Bon anniversaire, Ségo, et mieux vaut star que jamais
Je tombe sur cette "une" du magazine Gala, magazine de "toute l'actu des stars", avec cette accroche: "Ségolène Royal, comment l'amour l'a transformée".
Première constatation, c'est plutôt le maquettiste, qui en l'occurrence l'a transformée, retouchant grave la photo, pire que la pub de Johnny pour Optic 2000.
Intéressant, le ce titre, et le fait qu'il soit publié dans ce canard là.
Ségo, ce n'est pas seulement l'irruption du "people" dans la politique. Certes elle y a beaucoup contribué, souvenons-nous du temps béni ou l'on manqua de peu le reportage en direct live de l'accouchement de la petite dernière pour Paris Match. La frontière entre vies publique et privée n'a jamais été son souci majeur. Bien pratique d'ailleurs. Tantôt elle exhibe ses amours, et tantôt gémit qu'on outrepasse les bornes à son sujet.
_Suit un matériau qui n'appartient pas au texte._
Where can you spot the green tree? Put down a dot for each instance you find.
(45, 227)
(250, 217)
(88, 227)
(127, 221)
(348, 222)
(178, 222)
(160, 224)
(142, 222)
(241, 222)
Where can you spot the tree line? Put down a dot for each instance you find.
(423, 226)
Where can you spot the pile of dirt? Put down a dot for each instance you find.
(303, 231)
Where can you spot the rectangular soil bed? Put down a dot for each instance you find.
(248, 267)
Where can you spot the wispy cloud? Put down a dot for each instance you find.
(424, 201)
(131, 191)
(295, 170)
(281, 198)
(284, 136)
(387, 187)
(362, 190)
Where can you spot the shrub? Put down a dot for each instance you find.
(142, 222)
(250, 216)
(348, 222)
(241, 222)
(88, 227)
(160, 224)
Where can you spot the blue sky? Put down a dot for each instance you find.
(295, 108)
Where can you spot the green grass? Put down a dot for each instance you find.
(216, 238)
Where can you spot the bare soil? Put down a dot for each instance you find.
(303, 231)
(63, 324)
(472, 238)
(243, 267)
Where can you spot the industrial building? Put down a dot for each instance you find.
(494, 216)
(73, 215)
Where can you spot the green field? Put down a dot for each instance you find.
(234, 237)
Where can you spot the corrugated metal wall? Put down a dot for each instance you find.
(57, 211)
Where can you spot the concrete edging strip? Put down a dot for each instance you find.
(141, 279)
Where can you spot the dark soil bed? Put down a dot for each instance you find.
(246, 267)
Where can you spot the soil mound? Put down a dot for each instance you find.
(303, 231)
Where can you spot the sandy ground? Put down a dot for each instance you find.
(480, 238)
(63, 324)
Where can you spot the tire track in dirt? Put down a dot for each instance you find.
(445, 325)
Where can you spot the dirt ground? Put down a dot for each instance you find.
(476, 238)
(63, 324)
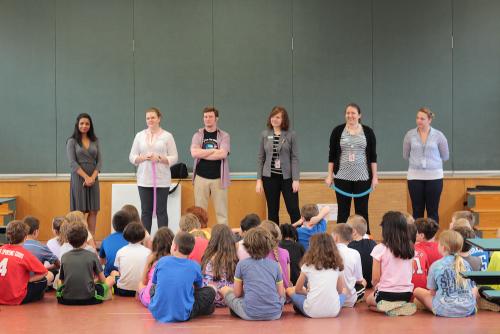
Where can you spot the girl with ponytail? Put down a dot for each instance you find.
(449, 294)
Elle est donc pour beaucoup dans la confusion des genres où nous sommes, que les amnésiques et les faux-culs font peser exclusivement sur le couple Carla-Nico, faisant mine d'oublier tout ce que cette dérive doit à beaucoup d'autres, dont Notre Dame des Deux Sèvres. Nico-Ségo, même combat d'égos.
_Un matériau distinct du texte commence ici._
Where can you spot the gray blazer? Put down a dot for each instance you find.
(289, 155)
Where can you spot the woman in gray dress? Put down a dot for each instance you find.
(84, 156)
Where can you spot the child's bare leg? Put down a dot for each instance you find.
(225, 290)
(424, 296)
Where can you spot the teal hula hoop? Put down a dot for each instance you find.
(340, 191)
Au-delà, la présence de la sulfureuse candidate à temps plein apparait donc une ouverture au Rêve pour toutes les nunuches qui dans le métro feuillètent Gala et Voici pendant que leur mari salive sur le salaire de Benzéma. Avec elle, la politique devient aussi simple et lisible qu'un épisode de Santa Barbara, qu'une rupture entre Brad Pitt et sa dernière en date. ON COMPREND TOUT. Ségolène femme courageuse, femme jalousée, femme trahie, femme abandonnée, femme décidée, femme qui ne renonce jamais, femme de tête, femme de coeur, femme moderne, femme libre, femme, trahie (2), femme combattue, femme honnie, femme femme, femme leadeur, femme leadeure, femme leadeuse, mais jamais femme hideuse, et surtout, femme AMOUREUSE!
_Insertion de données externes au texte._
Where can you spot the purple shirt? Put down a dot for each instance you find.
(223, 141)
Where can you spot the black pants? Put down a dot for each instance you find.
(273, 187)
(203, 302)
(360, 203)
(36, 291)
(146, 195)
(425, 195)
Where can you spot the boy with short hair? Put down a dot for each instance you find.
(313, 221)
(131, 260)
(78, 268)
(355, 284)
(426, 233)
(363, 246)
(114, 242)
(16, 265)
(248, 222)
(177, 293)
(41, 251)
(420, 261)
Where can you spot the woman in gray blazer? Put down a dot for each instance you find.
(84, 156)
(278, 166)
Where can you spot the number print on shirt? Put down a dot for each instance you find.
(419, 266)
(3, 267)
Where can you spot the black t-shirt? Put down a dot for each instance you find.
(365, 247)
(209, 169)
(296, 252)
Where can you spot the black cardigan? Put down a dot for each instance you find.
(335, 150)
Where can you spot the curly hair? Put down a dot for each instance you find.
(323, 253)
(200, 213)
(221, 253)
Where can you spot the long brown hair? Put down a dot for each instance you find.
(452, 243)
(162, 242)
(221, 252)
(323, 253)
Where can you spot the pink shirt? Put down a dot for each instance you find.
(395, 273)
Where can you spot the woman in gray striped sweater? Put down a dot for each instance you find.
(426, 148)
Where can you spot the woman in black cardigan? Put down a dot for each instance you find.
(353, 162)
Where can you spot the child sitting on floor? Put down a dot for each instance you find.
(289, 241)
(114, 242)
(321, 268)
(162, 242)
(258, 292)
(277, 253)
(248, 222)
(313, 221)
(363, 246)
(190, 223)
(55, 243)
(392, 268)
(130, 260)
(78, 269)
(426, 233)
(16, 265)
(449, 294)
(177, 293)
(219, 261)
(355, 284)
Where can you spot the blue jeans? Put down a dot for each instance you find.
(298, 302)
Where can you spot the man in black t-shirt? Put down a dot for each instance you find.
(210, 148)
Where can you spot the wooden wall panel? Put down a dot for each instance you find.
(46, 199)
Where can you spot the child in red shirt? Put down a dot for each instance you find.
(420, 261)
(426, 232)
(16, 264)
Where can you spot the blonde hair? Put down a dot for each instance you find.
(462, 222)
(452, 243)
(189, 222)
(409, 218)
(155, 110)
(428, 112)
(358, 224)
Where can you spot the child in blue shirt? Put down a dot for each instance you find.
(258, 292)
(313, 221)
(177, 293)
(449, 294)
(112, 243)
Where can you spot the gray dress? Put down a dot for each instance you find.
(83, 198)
Quitte à ne jamais parvenir à son Graal élyséen, (du moins j'espère) la voici donc qui se bâtit une image de star au sens premier du terme.Son créneau, c'est un mix entre Cindy Sanders (toi aussi si tu veux tu peux y arriver) de Nathalie Baye (la femme mure aux charmes assumés, qui sait ce qu'elle veut, comment elle le veut), Mère Térésa (clamant l'amour et l'espérance), et d'Edith Cresson (on m'a descendu PARCE QUE j'étais une femme). C'est pourquoi pour accompagner "la Fête de la Fraternité", le plan média prévoit une "Une" de Gala, plutôt qu'un interview aux Echos dans lequel elle nous donnerait son point de vue sur les derniers développements de la crise sociale.
L'étonnant est qu'au delà du coeur de cible déjà cité (les nunuches lectrices de Voicà et Gali), le gimmick continue de fonctionner encore.
Le rêve est le plus résistant des chênes à abattre.